You floated an idea that this alternative distributor may have served bookstores, and not newsstands per se. I don't think I have said so publicly, but I have been operating on that assumption for some weeks now. The reason I haven't said so publicly is that I have not yet discovered any evidence supporting that assumption, except for the basic points that comics were known to have been distributed to bookstores, and that comics in bookstores were not marked as direct-sales copies; what I need now is some evidence (even if merely a collector's recollection) that titles in this middle tier of newsstand comics (e.g., Power Pack, Doctor Strange Sorcerer Supreme, The 'Nam) were seen in bookstores during the appropriate timeframe (late '80s–early 90's).
I'm not persuaded that all issues after #39 are direct editions. There are just too many examples of direct-only comics published between 1980 (publication of Superboy Spectacular #1, the first direct-only comic book) and 1993 (when direct-edition Marvels and DCs began bearing barcodes) without any of the usual newsstand trappings (barcode, Curtis symbol, color banding to indicate off-sale week) for me to be believe that Marvel was barcoding direct-only comics before 1993. I still like the notion of a third distribution channel.
Having said that, it does seem clear, with titles distributed via this third channel, that Marvel was not as meticulous about publishing two versions (barcoded and Spidey-head) of each issue as they were with Curtis-distributed titles.
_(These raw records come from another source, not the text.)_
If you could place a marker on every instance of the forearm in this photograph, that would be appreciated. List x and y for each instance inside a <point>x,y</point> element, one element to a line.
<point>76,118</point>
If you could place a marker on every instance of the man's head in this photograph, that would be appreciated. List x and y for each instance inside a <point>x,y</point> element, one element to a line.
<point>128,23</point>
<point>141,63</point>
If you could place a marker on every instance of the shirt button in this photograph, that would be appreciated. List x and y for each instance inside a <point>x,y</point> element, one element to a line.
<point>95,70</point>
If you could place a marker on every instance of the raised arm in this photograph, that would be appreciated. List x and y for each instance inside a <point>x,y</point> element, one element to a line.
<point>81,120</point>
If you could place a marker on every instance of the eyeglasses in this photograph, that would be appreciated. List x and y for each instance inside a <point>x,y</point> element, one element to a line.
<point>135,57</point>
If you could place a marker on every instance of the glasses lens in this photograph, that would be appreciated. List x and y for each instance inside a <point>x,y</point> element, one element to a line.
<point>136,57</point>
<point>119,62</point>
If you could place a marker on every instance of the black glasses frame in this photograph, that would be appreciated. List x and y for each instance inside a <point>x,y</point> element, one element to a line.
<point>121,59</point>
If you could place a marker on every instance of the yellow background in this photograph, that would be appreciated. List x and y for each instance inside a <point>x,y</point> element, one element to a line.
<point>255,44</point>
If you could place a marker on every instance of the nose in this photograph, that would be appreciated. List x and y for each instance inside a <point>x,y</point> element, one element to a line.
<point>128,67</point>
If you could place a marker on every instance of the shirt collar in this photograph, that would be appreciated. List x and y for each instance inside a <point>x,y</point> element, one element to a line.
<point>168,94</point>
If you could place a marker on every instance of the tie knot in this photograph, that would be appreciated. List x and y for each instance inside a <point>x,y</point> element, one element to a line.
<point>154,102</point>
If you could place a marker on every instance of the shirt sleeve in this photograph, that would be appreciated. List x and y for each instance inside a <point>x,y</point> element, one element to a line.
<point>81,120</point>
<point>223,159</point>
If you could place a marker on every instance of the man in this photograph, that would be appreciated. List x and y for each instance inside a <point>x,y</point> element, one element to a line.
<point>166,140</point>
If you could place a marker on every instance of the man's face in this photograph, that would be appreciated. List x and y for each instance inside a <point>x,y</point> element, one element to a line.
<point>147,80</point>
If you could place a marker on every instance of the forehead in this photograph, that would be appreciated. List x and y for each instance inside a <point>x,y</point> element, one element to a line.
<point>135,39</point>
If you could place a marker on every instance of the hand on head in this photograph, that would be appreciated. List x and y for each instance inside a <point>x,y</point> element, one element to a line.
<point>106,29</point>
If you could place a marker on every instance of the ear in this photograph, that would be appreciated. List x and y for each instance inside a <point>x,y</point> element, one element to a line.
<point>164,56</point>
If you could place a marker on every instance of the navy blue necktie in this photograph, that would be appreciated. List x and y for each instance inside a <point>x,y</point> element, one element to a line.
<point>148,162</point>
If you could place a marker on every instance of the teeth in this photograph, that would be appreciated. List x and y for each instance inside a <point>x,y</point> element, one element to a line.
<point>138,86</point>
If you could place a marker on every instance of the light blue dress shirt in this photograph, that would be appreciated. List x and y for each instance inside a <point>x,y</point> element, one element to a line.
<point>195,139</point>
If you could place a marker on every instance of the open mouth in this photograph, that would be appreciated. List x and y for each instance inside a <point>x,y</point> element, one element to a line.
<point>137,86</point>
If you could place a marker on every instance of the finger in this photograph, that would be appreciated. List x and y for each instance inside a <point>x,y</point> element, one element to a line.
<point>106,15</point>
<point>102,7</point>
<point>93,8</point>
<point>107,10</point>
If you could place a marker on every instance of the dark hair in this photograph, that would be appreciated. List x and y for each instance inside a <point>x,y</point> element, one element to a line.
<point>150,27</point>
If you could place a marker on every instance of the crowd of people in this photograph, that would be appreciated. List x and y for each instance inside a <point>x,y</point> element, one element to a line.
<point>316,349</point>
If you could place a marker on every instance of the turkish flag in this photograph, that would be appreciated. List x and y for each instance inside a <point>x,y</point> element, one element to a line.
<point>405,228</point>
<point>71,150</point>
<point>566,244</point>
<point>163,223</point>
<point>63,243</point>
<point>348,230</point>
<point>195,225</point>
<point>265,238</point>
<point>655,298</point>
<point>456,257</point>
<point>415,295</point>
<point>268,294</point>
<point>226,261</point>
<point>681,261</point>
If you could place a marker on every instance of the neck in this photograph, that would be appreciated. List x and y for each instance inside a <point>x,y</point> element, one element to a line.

I think I pointed out earlier that I collected Doctor Strange Sorcerer Supreme as it was published, and bought each issue at a comics shop. In spite of this, many issues in my collection do have newsstand-style barcodes, and for those issues, I have never found a cover scan on the Internet of a Spidey-head variant. Perhaps the third-channel distributor was less concerned than Curtis was about comics shops returning comics through non-direct channels. Perhaps, with sales booming, comics-shop owners no longer needed the financial edge that returning direct-sales channel comics might have provided.
The facts you have cited regarding news agent returns are puzzling. I have never been able to figure out which issue those "single-issue" sales and return numbers pertain to. Over the years, though, I have seen a number of items stating that final sales numbers of newsstand-distributed comics did not come in until months after a particular issue went on sale. How many months? I don't remember ever seeing a specific number.
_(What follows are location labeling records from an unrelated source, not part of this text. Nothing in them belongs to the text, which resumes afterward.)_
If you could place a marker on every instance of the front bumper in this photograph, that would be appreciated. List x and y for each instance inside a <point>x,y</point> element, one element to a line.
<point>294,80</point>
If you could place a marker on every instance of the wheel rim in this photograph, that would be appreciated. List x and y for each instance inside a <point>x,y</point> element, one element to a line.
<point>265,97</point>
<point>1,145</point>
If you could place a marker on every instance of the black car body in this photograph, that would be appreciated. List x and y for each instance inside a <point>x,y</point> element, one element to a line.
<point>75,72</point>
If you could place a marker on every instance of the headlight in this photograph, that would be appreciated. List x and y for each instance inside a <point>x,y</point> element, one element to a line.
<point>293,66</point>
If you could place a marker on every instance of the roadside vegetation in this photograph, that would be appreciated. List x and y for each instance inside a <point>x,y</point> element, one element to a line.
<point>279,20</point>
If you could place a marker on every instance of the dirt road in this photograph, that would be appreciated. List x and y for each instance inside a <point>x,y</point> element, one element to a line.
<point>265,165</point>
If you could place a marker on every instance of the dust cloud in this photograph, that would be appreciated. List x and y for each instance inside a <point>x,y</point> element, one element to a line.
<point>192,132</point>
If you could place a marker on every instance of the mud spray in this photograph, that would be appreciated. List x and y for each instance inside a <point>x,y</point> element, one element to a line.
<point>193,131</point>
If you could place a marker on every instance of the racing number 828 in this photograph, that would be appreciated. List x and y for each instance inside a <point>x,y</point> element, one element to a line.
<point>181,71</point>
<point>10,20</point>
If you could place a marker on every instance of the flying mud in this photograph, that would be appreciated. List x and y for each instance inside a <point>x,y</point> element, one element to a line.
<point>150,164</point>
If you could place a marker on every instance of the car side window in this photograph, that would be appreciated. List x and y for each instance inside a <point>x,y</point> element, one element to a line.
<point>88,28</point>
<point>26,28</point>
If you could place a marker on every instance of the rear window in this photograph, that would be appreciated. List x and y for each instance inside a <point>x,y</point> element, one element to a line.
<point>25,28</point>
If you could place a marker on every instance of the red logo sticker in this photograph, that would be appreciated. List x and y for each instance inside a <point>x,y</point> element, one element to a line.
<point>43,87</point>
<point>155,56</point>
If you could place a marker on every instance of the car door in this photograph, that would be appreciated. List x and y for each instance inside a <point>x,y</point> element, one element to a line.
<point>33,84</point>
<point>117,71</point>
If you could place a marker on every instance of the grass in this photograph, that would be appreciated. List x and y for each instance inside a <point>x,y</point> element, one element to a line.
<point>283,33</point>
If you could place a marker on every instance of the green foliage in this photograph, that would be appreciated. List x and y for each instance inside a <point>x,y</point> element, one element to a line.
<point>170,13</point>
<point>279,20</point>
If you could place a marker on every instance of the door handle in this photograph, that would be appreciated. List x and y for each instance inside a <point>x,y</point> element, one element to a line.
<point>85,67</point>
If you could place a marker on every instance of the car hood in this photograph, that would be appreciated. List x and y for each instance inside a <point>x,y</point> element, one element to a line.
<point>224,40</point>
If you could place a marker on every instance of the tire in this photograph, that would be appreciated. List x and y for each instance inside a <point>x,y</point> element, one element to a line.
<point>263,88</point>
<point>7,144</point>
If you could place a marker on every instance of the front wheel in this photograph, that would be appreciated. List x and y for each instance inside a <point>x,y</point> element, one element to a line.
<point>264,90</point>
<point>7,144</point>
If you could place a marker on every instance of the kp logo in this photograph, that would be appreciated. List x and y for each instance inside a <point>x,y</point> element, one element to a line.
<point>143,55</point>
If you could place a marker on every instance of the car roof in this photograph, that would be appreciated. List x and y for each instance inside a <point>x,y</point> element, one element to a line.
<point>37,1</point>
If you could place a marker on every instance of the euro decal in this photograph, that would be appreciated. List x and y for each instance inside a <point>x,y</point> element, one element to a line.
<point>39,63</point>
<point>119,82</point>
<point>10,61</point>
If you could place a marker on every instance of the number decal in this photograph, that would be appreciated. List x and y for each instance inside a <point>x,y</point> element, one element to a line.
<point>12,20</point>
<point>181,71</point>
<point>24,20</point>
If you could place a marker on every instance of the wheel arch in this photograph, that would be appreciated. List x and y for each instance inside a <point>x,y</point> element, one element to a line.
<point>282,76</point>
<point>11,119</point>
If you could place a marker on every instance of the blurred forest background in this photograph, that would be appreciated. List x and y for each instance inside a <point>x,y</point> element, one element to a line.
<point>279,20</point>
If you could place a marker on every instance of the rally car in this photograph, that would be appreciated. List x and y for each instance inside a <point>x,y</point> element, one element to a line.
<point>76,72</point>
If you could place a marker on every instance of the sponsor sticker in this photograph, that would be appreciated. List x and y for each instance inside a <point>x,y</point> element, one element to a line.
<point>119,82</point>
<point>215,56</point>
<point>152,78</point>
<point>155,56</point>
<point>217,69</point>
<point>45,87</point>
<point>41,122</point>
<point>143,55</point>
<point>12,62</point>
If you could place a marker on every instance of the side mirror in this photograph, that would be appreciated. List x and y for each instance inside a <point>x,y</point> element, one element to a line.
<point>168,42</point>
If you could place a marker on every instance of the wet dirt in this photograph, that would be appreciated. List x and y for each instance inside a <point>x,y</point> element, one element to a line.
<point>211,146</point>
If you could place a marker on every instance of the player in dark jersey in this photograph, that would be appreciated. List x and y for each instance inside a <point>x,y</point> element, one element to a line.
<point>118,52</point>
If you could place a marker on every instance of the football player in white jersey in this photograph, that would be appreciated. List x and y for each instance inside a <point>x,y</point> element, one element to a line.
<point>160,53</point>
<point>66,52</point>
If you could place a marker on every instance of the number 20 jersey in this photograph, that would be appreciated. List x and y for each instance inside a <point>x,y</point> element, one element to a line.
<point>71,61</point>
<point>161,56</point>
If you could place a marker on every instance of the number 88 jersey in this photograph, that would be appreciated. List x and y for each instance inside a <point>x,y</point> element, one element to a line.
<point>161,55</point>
I do know, however, that Publisher's Statements are routinely filed on Oct. 1. The statement in PP #37, dated May 1988 (on sale probably Jan. 1988 in comics shops), would have been filed Oct. 1, 1987 (the published statement itself ought to be dated; if I am wrong, please let me know). That still puts filing of the statement more than one year after cover date of the last issue (#25) before Power Pack went direct-only. That's more months than I would have guessed necessary to get final figures, but let's assume (for this discussion) that it took 15 months after cover date for the newsstand distributor to provide final sales figures to publishers. In that case, the Statement might have covered #s 13–24 for the 12-month average figures, and #24 for the single-issue figures.
Power Pack #46, dated May 1989, would have carried the Publisher's Statement dated Oct. 1, 1988. Using the same assumption as in the preceding paragraph, this statement would have covered #s 25–30 (Power Pack went bi-monthly about the time it went direct-only) for the 12-month average figures, and #30 for the single-issue figures. It wouldn't have been unreasonable for Marvel to include only #25 in the news agent sales and returns (averaging in issues not distributed via news agents would have skewed the figures), so the 12-month averages might have been for #25, and the single-issue figures might have been for #30.
Power Pack #56, dated June 1990, would have carried the Statement dated Oct. 1, 1989. Using the same assumptions, this statement would have covered #s 31–38 (reflecting an every-six-weeks publication frequency). Every issue in this time period was published direct-only; zero news agent sales and zero news agent returns are therefore expected and reasonable.
Admittedly, all this depends on a rather extreme assumption of the time periods covered by Publisher's Statements, and if that is proven incorrect, my tentative conclusions here would have no merit. Personally, I prefer to take this as evidence that the single issues referred to in Marvel's Publisher's Statements were much older than previously suspected.